= William Tyree =

Australian engineer and businessman

Sir Alfred William Tyree (4 November 1921 – 25 October 2013) was an Australian engineer and businessman, recognized for his impact on the Australian engineering, manufacturing and power industries.

==Life==
Tyree was born in Auckland, New Zealand on 4th November 1921, to John Victor Tyree and Aggie Heseltine Burrow. He obtained a Diploma of Electrical Engineering at Sydney Technical College. He established Tyree Holdings, a manufacturer of electrical transformers. By the early 1960s he was the largest manufacturer of transformers in the southern hemisphere. In 1969, he sold the business to Westinghouse Electric Company. Tyree left manufacturing and pursued philanthropic and humanitarian interests. He returned to manufacturing, founding the Tyree Group of Companies.

Tyree was described as an engineering dynamo.
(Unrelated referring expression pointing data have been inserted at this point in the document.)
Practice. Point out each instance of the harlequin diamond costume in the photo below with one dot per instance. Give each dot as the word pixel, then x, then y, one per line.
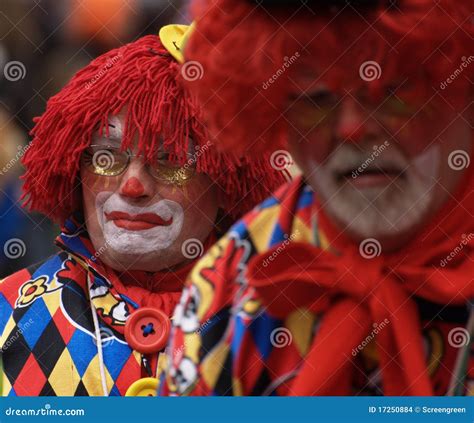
pixel 74 325
pixel 287 303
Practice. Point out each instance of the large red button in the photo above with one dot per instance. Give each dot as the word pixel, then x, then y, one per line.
pixel 147 330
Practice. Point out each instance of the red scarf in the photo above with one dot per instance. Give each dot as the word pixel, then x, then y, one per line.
pixel 353 294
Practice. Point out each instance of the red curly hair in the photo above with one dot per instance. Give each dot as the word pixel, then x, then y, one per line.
pixel 145 78
pixel 241 44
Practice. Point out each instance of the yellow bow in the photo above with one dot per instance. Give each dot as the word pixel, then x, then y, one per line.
pixel 174 38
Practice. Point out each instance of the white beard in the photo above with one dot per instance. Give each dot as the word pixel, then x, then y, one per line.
pixel 378 211
pixel 144 241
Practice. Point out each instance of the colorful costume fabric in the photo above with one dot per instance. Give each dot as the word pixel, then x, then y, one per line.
pixel 48 340
pixel 231 337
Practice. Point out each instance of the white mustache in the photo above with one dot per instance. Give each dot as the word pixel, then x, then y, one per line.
pixel 347 158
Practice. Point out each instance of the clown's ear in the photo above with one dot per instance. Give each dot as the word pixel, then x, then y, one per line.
pixel 174 37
In a six-decade career, he led the way in Australian electrical transformer manufacture and created the modern energy landscape. He was an advocate for nuclear energy, working on it with Westinghouse. He died in 2013, in his 92nd year.

==Honours==
In the 1971 Birthday Honours, he was appointed Officer of the Most Excellent Order of the British Empire "for philanthropic services". He was knighted in the 1975 New Year Honours "for services to the community".

In 2001, he was awarded the Centenary Medal.